Background: Covalent Bruton's Tyrosine Kinase (BTK) inhibitors (BTKi) have transformed the management of relapsed mantle cell lymphoma (MCL), but these treatments are not curative and the majority of patients will require additional treatment. Covalent BTKi share pharmacologic liabilities (e.g. low oral bioavailability, short half-life) that collectively may lead to suboptimal BTK target coverage especially in rapidly proliferating tumors with high BTK protein turnover such as MCL. To address these limitations, pirtobrutinib, a highly selective, non-covalent BTKi that inhibits both wild type (WT) and C481-mutated BTK with equal low nM potency was developed.
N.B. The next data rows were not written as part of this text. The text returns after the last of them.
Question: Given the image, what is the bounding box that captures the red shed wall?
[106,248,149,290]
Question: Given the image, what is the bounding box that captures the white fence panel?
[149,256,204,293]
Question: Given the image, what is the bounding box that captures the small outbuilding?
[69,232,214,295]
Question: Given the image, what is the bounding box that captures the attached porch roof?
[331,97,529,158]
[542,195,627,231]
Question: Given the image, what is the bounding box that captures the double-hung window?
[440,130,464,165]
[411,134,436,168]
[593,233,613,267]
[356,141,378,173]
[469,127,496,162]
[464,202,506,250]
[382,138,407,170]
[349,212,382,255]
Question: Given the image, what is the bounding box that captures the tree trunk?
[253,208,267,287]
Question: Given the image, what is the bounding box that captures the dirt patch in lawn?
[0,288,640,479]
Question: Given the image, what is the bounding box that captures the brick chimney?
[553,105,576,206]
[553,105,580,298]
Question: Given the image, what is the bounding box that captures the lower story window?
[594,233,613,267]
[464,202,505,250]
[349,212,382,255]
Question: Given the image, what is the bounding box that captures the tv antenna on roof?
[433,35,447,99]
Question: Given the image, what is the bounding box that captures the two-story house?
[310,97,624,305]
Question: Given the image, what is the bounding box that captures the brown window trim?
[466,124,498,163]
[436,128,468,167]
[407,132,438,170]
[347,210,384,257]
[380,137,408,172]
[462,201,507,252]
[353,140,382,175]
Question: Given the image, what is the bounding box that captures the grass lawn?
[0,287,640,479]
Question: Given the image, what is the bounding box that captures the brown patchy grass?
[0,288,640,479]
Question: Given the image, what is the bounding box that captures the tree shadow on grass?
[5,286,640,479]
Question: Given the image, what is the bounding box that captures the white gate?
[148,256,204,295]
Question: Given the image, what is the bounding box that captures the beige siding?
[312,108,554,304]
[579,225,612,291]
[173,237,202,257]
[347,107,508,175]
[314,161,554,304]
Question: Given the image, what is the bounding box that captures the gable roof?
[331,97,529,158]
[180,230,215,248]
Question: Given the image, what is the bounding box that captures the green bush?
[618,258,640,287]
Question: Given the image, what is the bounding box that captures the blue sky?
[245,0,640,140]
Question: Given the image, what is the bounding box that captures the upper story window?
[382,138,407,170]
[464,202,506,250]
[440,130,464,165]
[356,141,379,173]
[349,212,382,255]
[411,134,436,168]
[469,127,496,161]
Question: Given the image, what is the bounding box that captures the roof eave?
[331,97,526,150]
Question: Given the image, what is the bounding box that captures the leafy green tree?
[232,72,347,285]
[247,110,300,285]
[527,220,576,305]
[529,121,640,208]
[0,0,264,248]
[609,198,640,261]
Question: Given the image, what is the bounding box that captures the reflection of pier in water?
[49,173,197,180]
In the phase 1/2 BRUIN study, pirtobrutinib achieved pharmacokinetic exposures that exceeded its BTK IC96 at trough, was well tolerated, and demonstrated promising efficacy in heavily pretreated, poor-prognosis MCL patients, most of whom had prior treatment with a covalent BTKi (Mato et al. Lancet 2021;397,10277:892-901). The purpose of this randomized study is to demonstrate the superiority of pirtobrutinib compared to investigator's choice of covalent BTKi in patients with previously treated MCL.